The PDA challenged the GPhC’s proposals for new standards for pharmacy professionals in the High Court in Birmingham on March 23 (see below).
In a statement published this afternoon (April 11), the PDA said the judge had decided not to proceed to a full hearing, primarily because pharmacists could not be considered “victims of the proposals” before the new standards come into force.
Responding to the ruling, PDA director of defence services Mark Pitt said despite the decision, the organisation is “satisfied with the outcome”.
“Seeking a judicial review prior to the new standards coming into force on May 17 was always going to present some practical difficulties.
“But we believed it would be preferable to seek a resolution before May, rather than wait and expose members to uncertainty and risk,” he said.
The judge “provided the clarity that was missing” from the GPhC’s guidance, and the regulator “will need to interpret the standards in accordance with the judge’s direction”, the PDA added.
“Real life and common sense”
According to the PDA, the judge confirmed that:
1) The standards must be interpreted in a way which is rooted in real life and common sense. If a pharmacist has not been polite in a domestic situation, they need not declare this in their annual declaration, unless their actions are indicative of a wider issue which could bring the profession into disrepute or call into question the way in which they approach patients.
2) The GPhC cannot apply these standards in a wider sense.
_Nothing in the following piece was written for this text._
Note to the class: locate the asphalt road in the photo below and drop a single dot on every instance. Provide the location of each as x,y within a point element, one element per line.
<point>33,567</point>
The PDA will now press the GPhC to accept there will be certain patient-facing situations where the requirement to rely on courtesy, politeness and open body language simply cannot be observed.
3) The new standards cannot be interpreted in a way that violates the [European Convention on Human Rights] rights of pharmacists. These findings apply across the GPhC and employers. Should the standards be applied by the regulator (or an employer) in a way that violates a pharmacist’s right to a private life or freedom of expression, they leave themselves open to legal challenge.
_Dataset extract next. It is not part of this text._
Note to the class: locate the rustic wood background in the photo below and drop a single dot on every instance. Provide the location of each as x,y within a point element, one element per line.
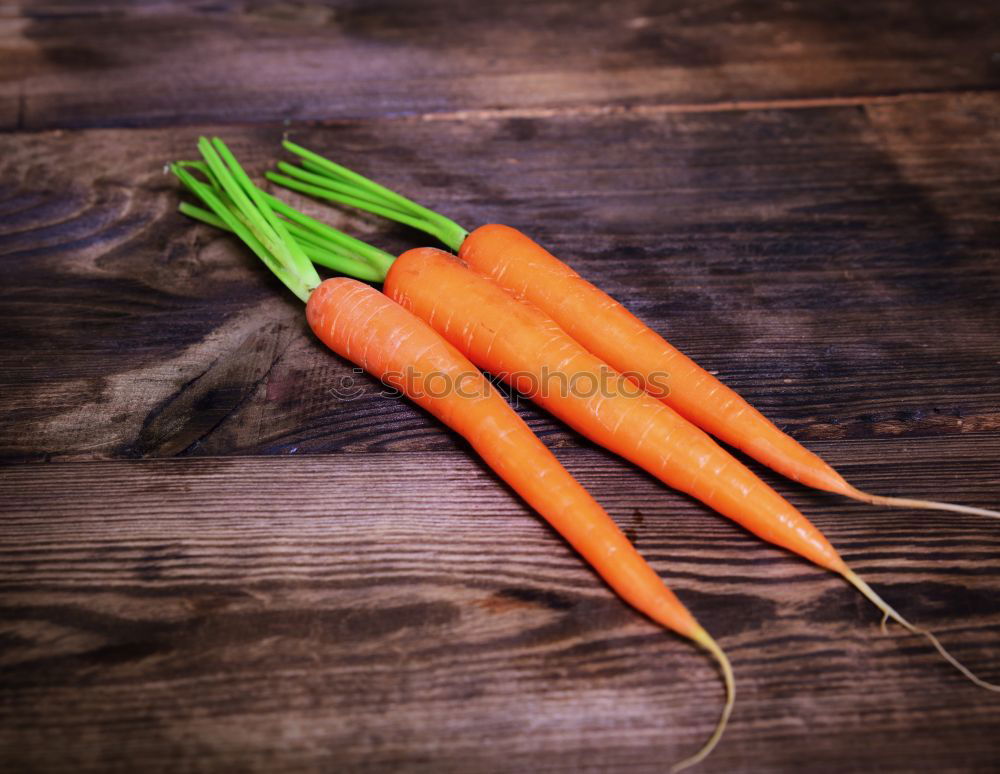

The PDA also claimed during the hearing that the GPhC “accepted that the standards would benefit from clarification”.
The GPhC offered “several concessions”, the PDA said in its statement, including setting up a helpline for pharmacists to call if they are uncertain about notifying the regulator of their conduct outside of work.
It also offered to produce written guidance for pharmacists, as well as engagement evenings to discuss the practical effects of the new standards, according to the PDA.
GPhC disputes concession claims
However, the GPhC disputed the PDA's claims and clarified that "there is already a team that responds to queries".
"The GPhC did not offer to produce further guidance during the hearing," a GPhC spokesperson told C+D.